Due parole fredde, tecniche, quasi innocue.
Ma quel “vuoto” prima era pieno di corpi, respiri, paura e vite che volevano continuare a vivere.
Ed è questo che trovo terribile del sistema: abbiamo creato un linguaggio capace di trasformare esseri senzienti in numeri, problemi sanitari e unità produttive.

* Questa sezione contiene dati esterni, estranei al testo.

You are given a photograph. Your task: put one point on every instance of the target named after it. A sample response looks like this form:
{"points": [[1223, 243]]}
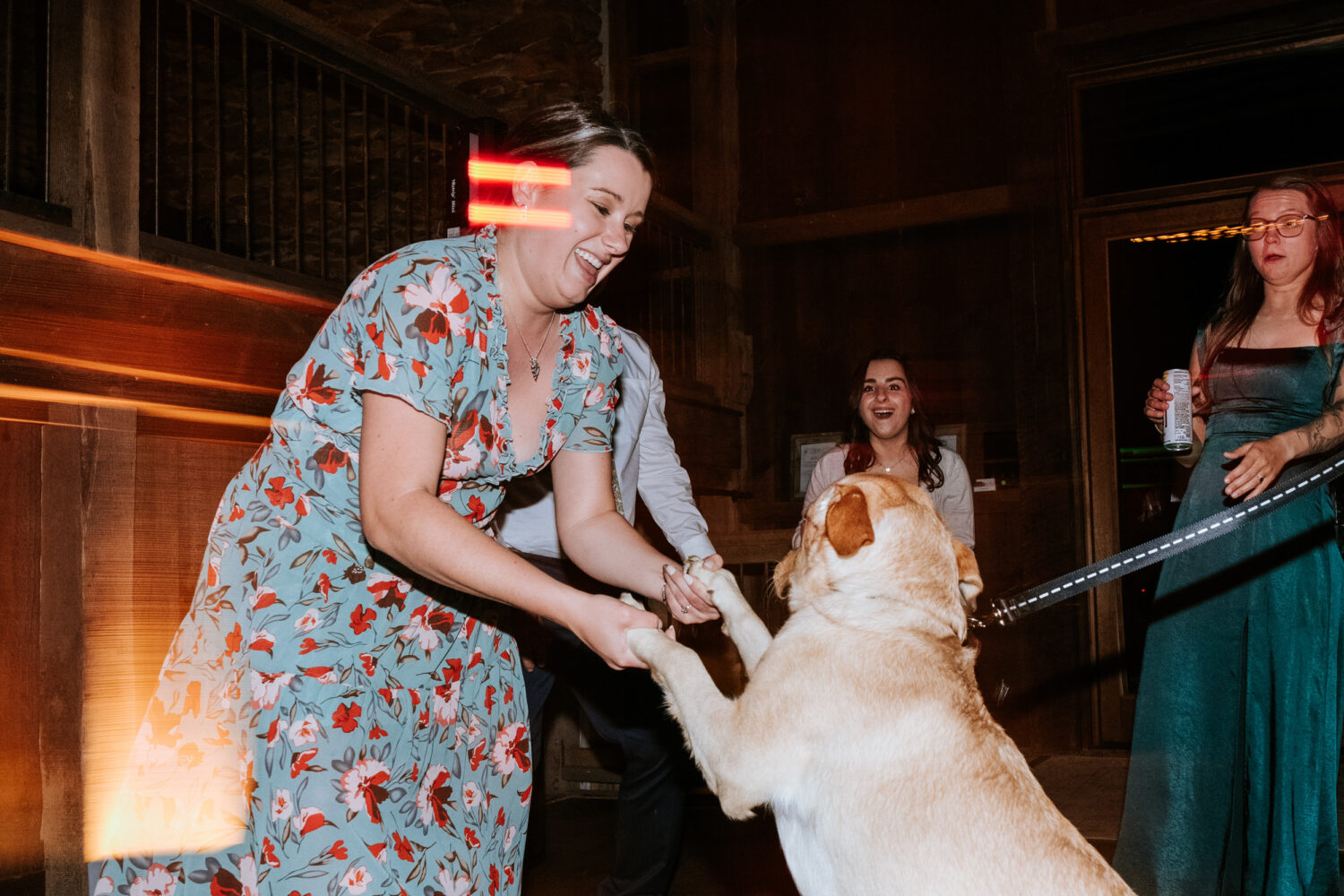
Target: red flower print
{"points": [[300, 762], [478, 755], [279, 493], [311, 387], [261, 598], [347, 716], [263, 641], [403, 848], [387, 368], [365, 788], [277, 726], [158, 882], [268, 852], [444, 702], [233, 640], [511, 748], [323, 673], [478, 509], [308, 820], [389, 590], [330, 458], [266, 685], [359, 618], [435, 793]]}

Si svuotano gli allevamenti.
Si disinfettano gli spazi.
Poi si ricomincia.
Nuovi animali. Nuovo sfruttamento. Nuove vite inserite nello stesso ciclo.
Ma un maiale non è un prodotto da eliminare e sostituire.
Sente paura. Cerca sicurezza. Vuole vivere.
Possiamo chiamarlo con tutti i termini tecnici che vogliamo.
MA QUANDO UN SISTEMA CONSIDERA LA VITA DI UN ESSERE SENZIENTE QUALCOSA DA “SVUOTARE” PER POI RIPARTIRE CON LA PRODUZIONE, FORSE È IL SISTEMA CHE DOBBIAMO AVERE IL CORAGGIO DI METTERE IN DISCUSSIONE. ❤️🔥🐷
Perché dietro ogni allevamento “vuoto” ci sono vite che non dovrebbero mai essere state considerate merce.